1. Information We Collect
1.1 Information you provide
- Account information: email address, password (encrypted), display name, username
- Profile information: avatar image, country, city, profile preferences
- Communications: messages you send through in-app chat, support tickets, ban appeals
1.2 Information collected automatically
- Game data: games played, scores, win/loss history, replays, achievements
- Progress: XP, level, prestige, supporter tier, unlocked items
- Device data: device type, operating system version, language preference, device identifier (for push notifications)
- Usage data: app interaction patterns, crash reports, performance metrics
1.3 Information from third parties
- OAuth sign-in: if you sign in with Google or Apple, we receive your email and basic profile info
- Purchase confirmations: RevenueCat provides us with subscription/purchase status (we do NOT receive your payment card details — those stay with Apple or Google)
2. How We Use Your Information
We use your information to:
- Provide and maintain the game functionality
- Authenticate your account and prevent fraud
- Match you with other players online
- Track your progress, achievements, and purchases
- Send you push notifications (game invitations, daily challenge, tournament updates)
- Personalize your experience (translations, recommendations)
- Display advertising (when you’re not a paid supporter)
- Detect, investigate, and prevent fraudulent or unauthorized activity
- Comply with legal obligations
3. Third-Party Services
We work with trusted third parties to provide the App:
| Service | Purpose | Data shared |
|---|---|---|
| Supabase (database, auth, storage) | Backend hosting | All account and game data |
| Firebase (Google) | Crashlytics, push notifications, OAuth | Crash reports, device tokens, OAuth profile |
| RevenueCat | In-app purchase management | User ID, purchase history |
| Google AdMob | Display advertising | Anonymous device identifier, ad interaction data |
| Apple / Google | App store distribution + sign-in OAuth | Sign-in data, payment data (we don’t see card info) |
Each service has its own privacy policy. We recommend reviewing them.
4. Data Sharing and Disclosure
We do not sell your personal information. We share data only:
- With the third parties listed above (to provide the service)

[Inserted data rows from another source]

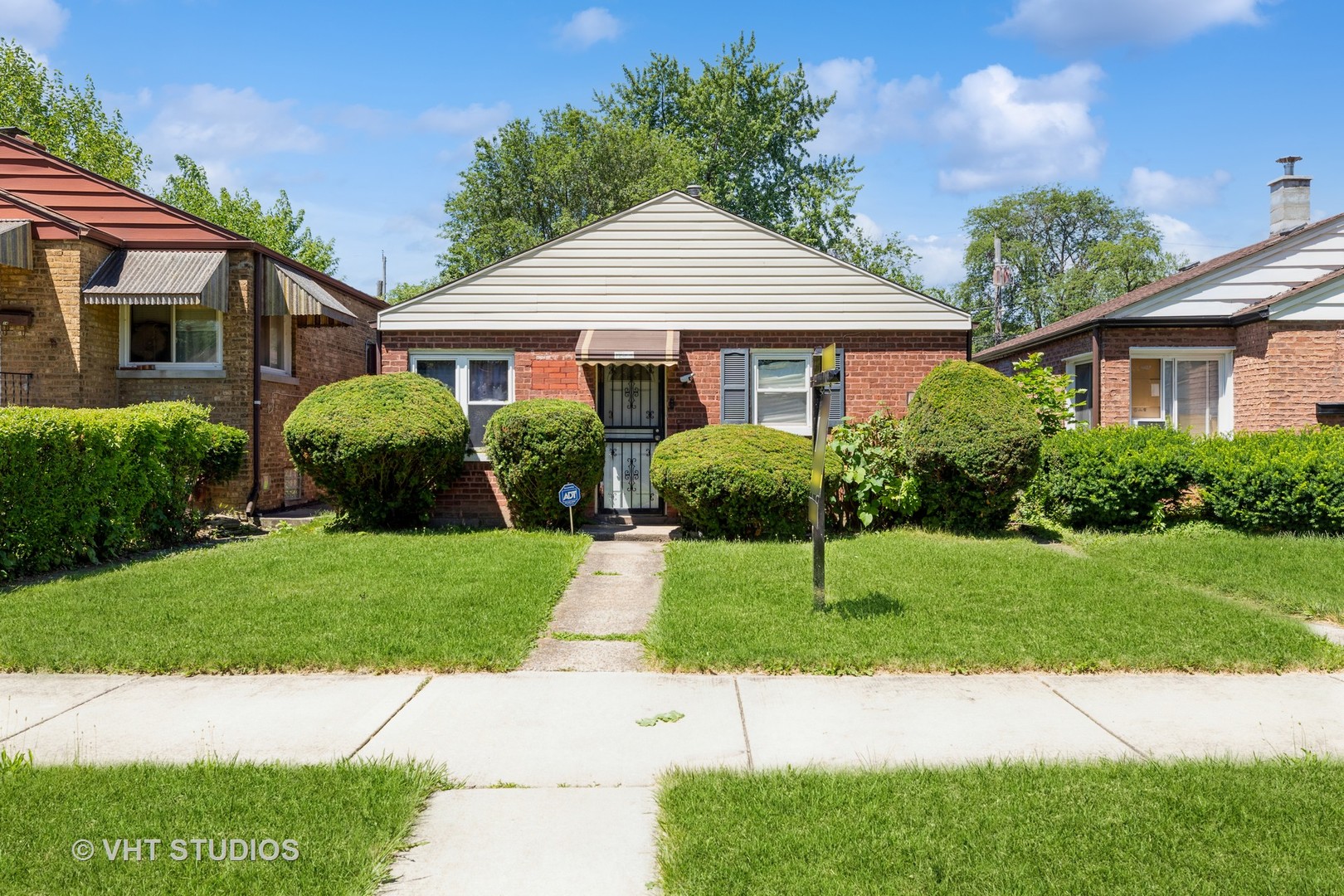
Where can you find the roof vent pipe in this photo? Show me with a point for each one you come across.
(1289, 199)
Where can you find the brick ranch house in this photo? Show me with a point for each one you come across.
(1252, 340)
(110, 297)
(665, 317)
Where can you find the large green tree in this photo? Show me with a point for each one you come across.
(749, 124)
(69, 119)
(1066, 250)
(280, 227)
(528, 184)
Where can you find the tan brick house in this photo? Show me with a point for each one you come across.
(1252, 340)
(110, 297)
(668, 316)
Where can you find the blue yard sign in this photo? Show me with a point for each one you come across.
(569, 497)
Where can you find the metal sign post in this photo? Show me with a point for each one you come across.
(824, 373)
(569, 497)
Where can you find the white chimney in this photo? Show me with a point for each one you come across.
(1289, 199)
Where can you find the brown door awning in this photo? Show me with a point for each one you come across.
(628, 347)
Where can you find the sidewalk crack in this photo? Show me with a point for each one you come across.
(405, 703)
(42, 722)
(743, 716)
(1096, 722)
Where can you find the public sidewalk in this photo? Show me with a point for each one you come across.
(581, 818)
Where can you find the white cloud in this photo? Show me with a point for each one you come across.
(1157, 190)
(226, 124)
(587, 27)
(1079, 26)
(34, 23)
(1004, 130)
(472, 121)
(940, 258)
(866, 112)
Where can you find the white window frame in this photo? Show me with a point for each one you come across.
(286, 353)
(782, 355)
(1071, 368)
(463, 379)
(1222, 353)
(124, 338)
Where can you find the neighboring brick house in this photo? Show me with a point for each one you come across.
(1252, 340)
(110, 297)
(665, 317)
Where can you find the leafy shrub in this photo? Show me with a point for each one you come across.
(875, 485)
(1112, 477)
(1053, 395)
(739, 481)
(226, 449)
(379, 446)
(1281, 481)
(973, 441)
(539, 445)
(86, 485)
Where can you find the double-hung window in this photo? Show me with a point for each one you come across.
(782, 390)
(1186, 388)
(481, 382)
(188, 336)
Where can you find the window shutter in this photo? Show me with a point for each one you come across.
(734, 386)
(838, 392)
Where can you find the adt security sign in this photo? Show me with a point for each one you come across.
(570, 497)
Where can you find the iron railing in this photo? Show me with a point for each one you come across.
(15, 388)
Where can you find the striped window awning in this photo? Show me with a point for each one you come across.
(290, 292)
(628, 347)
(153, 277)
(17, 243)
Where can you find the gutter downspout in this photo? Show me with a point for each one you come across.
(1096, 383)
(258, 295)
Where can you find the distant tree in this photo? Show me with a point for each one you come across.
(71, 121)
(280, 227)
(1068, 251)
(749, 125)
(528, 184)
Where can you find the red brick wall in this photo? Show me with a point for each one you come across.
(880, 370)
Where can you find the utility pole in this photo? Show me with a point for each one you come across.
(1003, 275)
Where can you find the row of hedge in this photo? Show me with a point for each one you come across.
(1118, 477)
(86, 485)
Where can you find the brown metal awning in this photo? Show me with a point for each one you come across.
(628, 347)
(17, 243)
(152, 277)
(290, 292)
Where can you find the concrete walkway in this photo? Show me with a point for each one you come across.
(613, 592)
(561, 776)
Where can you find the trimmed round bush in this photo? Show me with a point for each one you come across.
(1112, 477)
(973, 442)
(538, 446)
(739, 481)
(379, 446)
(1283, 481)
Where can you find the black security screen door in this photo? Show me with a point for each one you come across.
(631, 405)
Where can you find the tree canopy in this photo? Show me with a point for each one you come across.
(1066, 250)
(69, 119)
(280, 227)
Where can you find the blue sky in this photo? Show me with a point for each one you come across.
(366, 113)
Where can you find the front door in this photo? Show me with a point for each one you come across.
(631, 405)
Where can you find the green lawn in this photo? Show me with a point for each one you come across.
(917, 601)
(1296, 574)
(303, 599)
(1108, 828)
(346, 821)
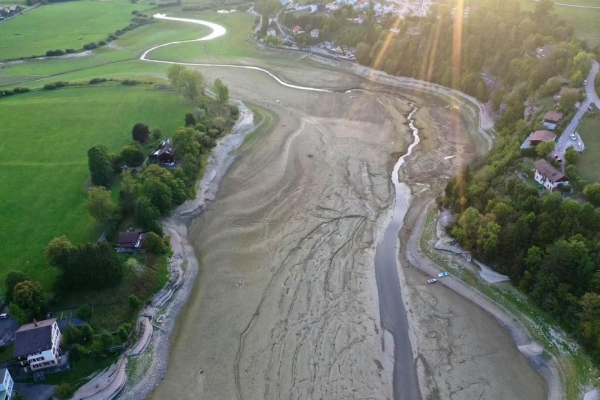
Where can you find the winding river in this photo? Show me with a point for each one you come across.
(391, 305)
(392, 311)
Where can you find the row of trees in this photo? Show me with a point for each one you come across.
(25, 297)
(547, 244)
(191, 84)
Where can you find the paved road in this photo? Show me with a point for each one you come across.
(572, 5)
(591, 97)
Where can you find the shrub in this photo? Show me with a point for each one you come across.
(132, 156)
(155, 243)
(156, 134)
(96, 80)
(64, 391)
(129, 82)
(77, 352)
(134, 302)
(84, 311)
(57, 52)
(90, 46)
(140, 132)
(123, 331)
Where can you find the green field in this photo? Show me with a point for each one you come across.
(234, 45)
(589, 162)
(45, 175)
(118, 60)
(63, 25)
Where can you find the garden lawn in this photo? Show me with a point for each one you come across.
(583, 20)
(232, 46)
(44, 173)
(107, 61)
(63, 25)
(589, 161)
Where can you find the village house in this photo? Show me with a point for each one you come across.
(37, 345)
(166, 153)
(131, 242)
(549, 176)
(565, 90)
(7, 384)
(538, 137)
(552, 119)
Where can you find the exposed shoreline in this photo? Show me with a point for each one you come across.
(156, 323)
(177, 226)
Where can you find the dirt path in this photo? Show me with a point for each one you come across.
(286, 306)
(414, 257)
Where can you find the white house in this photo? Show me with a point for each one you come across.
(7, 384)
(549, 176)
(37, 345)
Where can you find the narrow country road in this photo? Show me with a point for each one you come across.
(565, 140)
(573, 5)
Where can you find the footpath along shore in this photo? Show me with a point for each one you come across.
(148, 357)
(157, 320)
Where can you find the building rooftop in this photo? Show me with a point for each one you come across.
(34, 337)
(548, 171)
(542, 136)
(553, 116)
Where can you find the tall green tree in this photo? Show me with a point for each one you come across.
(30, 297)
(100, 205)
(174, 74)
(191, 84)
(592, 194)
(12, 279)
(100, 165)
(221, 91)
(140, 132)
(58, 251)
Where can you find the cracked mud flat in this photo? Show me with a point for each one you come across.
(285, 305)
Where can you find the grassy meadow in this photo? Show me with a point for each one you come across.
(589, 162)
(232, 46)
(63, 25)
(45, 173)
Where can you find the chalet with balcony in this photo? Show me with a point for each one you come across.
(552, 119)
(37, 345)
(549, 176)
(538, 137)
(131, 242)
(166, 153)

- When required by law (court orders, legal process)
- To protect the rights, property, or safety of RARI, our users, or the public
- In connection with a business transfer (merger, acquisition) — you’d be notified
5. Your Rights
Depending on your location, you have the following rights:
- Access: request a copy of your personal data
- Correction: ask us to correct inaccurate data
- Deletion: delete your account at any time via Settings → Delete Account
- Portability: receive your data in a portable format
- Objection: object to certain processing (e.g., advertising)
- Withdrawal: withdraw consent where processing is based on consent
To exercise these rights, contact us at zabokatech@gmail.com.
6. Children’s Privacy
RARI is intended for users 13 years and older. We do not knowingly collect data from children under 13. If you believe we have collected data from a child under 13, please contact us immediately and we will delete it.

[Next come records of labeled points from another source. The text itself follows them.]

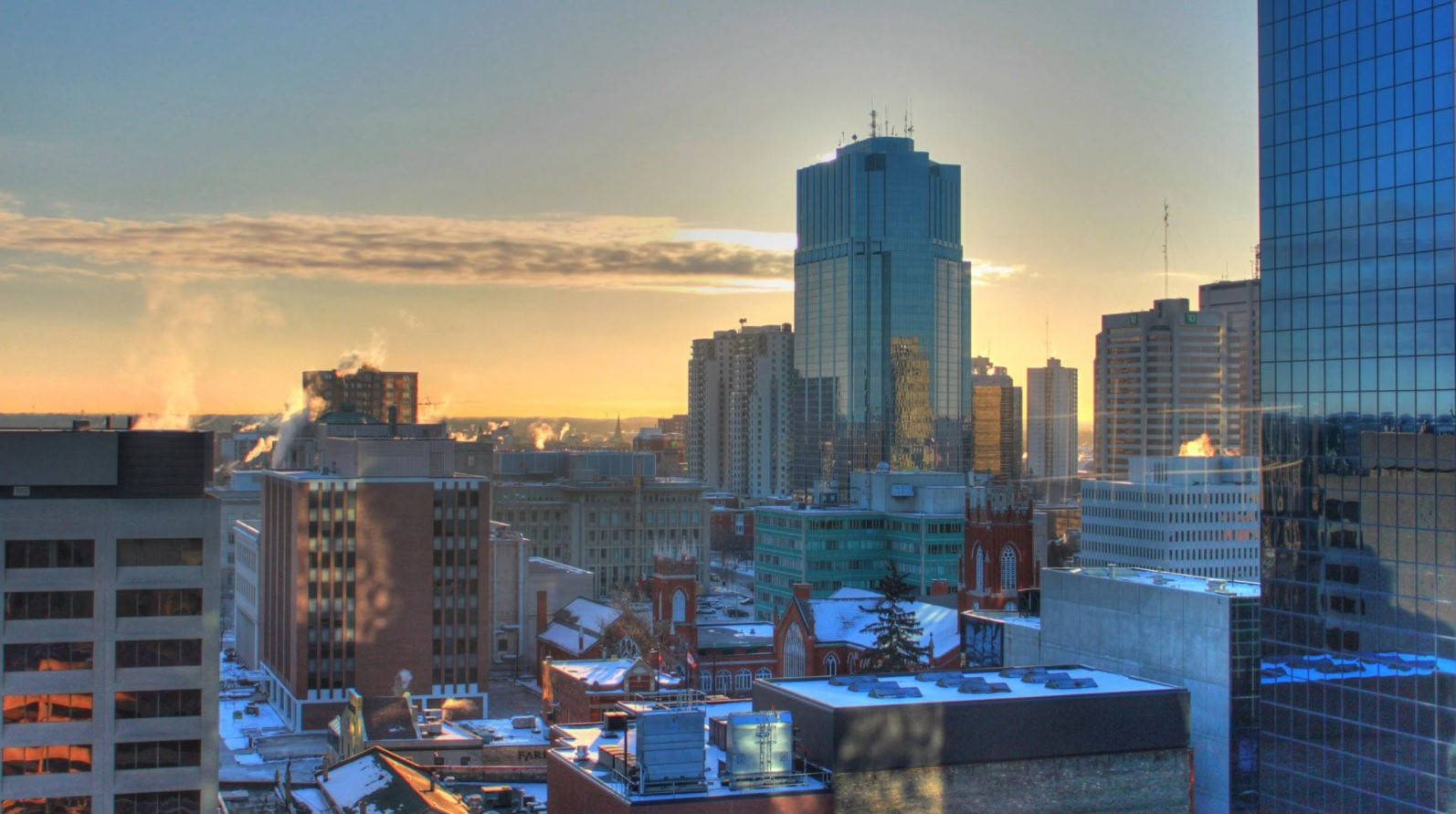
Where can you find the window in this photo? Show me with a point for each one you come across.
(47, 806)
(49, 554)
(159, 703)
(159, 551)
(159, 602)
(47, 656)
(159, 652)
(157, 755)
(159, 803)
(48, 605)
(1008, 568)
(47, 708)
(46, 759)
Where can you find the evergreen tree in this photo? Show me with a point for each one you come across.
(896, 629)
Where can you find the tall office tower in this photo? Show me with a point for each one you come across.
(111, 622)
(1357, 311)
(375, 578)
(1051, 431)
(1238, 301)
(882, 316)
(365, 390)
(995, 421)
(1190, 514)
(738, 409)
(1158, 383)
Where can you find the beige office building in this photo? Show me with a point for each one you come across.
(111, 622)
(1161, 380)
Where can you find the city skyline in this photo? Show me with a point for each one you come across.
(164, 174)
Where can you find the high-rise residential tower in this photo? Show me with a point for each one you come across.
(111, 622)
(1238, 301)
(1357, 311)
(1051, 431)
(738, 409)
(1159, 382)
(386, 396)
(882, 316)
(995, 421)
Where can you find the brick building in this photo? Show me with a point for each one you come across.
(826, 637)
(358, 563)
(1000, 555)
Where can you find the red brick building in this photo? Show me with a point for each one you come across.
(372, 576)
(826, 637)
(999, 556)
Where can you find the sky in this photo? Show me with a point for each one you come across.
(539, 206)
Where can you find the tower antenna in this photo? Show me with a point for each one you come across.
(1165, 248)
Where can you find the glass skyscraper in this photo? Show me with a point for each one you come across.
(1358, 390)
(882, 316)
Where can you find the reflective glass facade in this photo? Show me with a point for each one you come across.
(882, 315)
(1358, 394)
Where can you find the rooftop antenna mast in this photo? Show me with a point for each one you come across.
(1165, 248)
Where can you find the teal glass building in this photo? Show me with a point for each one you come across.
(882, 316)
(1357, 691)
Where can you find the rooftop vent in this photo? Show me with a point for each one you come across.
(1068, 683)
(890, 689)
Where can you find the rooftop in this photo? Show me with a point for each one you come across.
(1166, 580)
(596, 735)
(963, 686)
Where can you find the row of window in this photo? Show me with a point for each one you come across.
(82, 554)
(79, 656)
(144, 803)
(60, 708)
(80, 605)
(78, 757)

For users in the European Union, the minimum age is 16 years (as required by GDPR).
7. Data Retention
We retain your data for as long as your account is active. If you delete your account:
- Personal data is deleted within 30 days
- Aggregated, anonymized data may be retained for analytics
- Some data may be retained longer if required by law (e.g., financial records for purchases)
8. Security
We use industry-standard security measures:
- Encrypted data transmission (HTTPS/TLS)
- Encrypted password storage (bcrypt via Supabase)
- Row-level security on database tables
- Regular security audits
No method of transmission over the internet is 100% secure. We cannot guarantee absolute security.
9. International Data Transfers
Your data may be processed in countries other than your own (Supabase servers, Firebase data centers). We ensure appropriate safeguards are in place.
10. Cookies and Tracking
Our App does not use cookies in the traditional sense, but:
- Google AdMob may use device identifiers for ad personalization
- You can opt out of ad personalization in your device settings
11. Changes to This Policy
We may update this Privacy Policy from time to time. Significant changes will be communicated via:
- In-app notification
- Email (to your account email)
The “Last updated” date at the top will reflect the most recent revision.
12. Contact
For questions or concerns:
- Email: zabokatech@gmail.com
- Developer: Roodolph01
- Country of operation: Canada
By using RARI, you acknowledge that you have read and understood this Privacy Policy.